Mood lifting Moves
Today I have Meagan Kong, professional dancer and fit life gypsy gal, sharing some mood lifting moves. I’ve known Meagan since college, and love following her incredible dance and fit life adventures on Instagram. To be totally honest, I like to live vicariously through her travels and dance life (she’s danced alongside the likes of Rihanna and CeeLo). If that doesn’t impress you, she can list “stilt dancing” as a special skill. Impressed? Yep, I thought so.
Luckily for us, she’s here to share some exercises that can lift your mood when you’re feeling down and out. These moves are what we would call “mood lifting moves.”

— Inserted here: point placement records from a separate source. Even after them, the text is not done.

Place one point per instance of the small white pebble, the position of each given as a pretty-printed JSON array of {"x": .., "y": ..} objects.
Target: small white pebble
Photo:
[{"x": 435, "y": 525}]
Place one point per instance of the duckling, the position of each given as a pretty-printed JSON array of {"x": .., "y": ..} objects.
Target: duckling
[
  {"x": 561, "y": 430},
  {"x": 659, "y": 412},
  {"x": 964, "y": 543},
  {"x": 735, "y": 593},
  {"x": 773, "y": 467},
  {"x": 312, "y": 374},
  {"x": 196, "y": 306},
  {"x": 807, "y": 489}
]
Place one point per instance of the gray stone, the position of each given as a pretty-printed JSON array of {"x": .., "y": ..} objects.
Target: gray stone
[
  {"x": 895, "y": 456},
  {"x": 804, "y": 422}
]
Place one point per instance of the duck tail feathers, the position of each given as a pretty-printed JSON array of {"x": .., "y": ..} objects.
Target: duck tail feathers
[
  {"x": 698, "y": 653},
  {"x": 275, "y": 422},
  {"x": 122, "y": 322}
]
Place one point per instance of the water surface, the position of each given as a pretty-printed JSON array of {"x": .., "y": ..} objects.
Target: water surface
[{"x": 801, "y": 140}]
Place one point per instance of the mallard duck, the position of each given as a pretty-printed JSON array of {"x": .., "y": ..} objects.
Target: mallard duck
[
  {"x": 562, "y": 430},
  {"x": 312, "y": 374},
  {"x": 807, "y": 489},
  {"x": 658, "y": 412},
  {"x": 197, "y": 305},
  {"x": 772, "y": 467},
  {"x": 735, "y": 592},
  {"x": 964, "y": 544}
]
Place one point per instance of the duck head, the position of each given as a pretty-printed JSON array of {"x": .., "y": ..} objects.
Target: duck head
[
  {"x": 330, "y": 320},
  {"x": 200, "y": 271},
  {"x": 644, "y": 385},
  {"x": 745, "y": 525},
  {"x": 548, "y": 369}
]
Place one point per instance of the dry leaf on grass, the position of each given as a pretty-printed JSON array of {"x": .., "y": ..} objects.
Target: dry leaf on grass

Getting your blood moving and heart pumping will lift your spirits and reinvigorate your day. Grab one of these moves when you need to turn your day upside-down (literally and figuratively).
Handstand / Headstand
Plant your hands a few inches from the wall, shoulder width apart. Walk one foot closer to the wall for some leverage, engage your core and KICK UP with the free foot. While upside-down push away from the ground and extend through your shoulders to your tip toes. For headstands, clasp your hands and place your forearms on the floor a few inches from the wall. Place the top of your head in between your elbows and kick up as described above. Hold your inversion for 10 breaths (or as many as you can). Carefully return your feet to the ground and notice the blood rushing from your head back into your body. Repeat 3 times. Even if you don’t successfully kick into your handstand, the process will be good for a laugh
Whether it’s because we are looking at a phone, computer, register or cutting board, half the day is spent with our shoulders rolled forward and spine hunched over. This action compresses our lungs making it harder to take deep, fulfilling breaths. Chest openers expose the heart center and makes it easier to refuel your body with the oxygen it’s craving. Clasp your hands behind your back. If you can’t touch hands, hold a t-shirt or towel behind you. Roll your shoulders back and tilt your chin slightly upwards exposing your sternum. Take 5 long deep inhales and exhales while pressing your shoulders down. Repeat 3 times. Fill your rib cage with air and feel it rise and fall with every breath.
Everything starts at the core. This exercise really works your abdominals, but it also requires your whole body to work which increases blood flow from head to toe. Start on all fours, hands shoulder width apart. Lift your knees and straighten your legs to hold plank position. While in your plank, bring one knee to your chest, pause, then switch. Repeat this movement as many times as you can for 30 seconds. Take a break and repeat for 3 sets total and feel a new sense of invigoration when you finish.
Walk / Run
Any aerobic exercise will exhilarate you and get your blood pumping. When I feel sluggish, stagnant, bored or scattered I’ll choose a good podcast to plug into and go. I love the classic ‘This American Life” for long walk. ’99 Percent Invisible’ or the hilarious ‘Mortified’ for a 20-30 min jog. Not only will this get your butt outside and heart pumping, you get to escape into another world and listen to someone else’s story.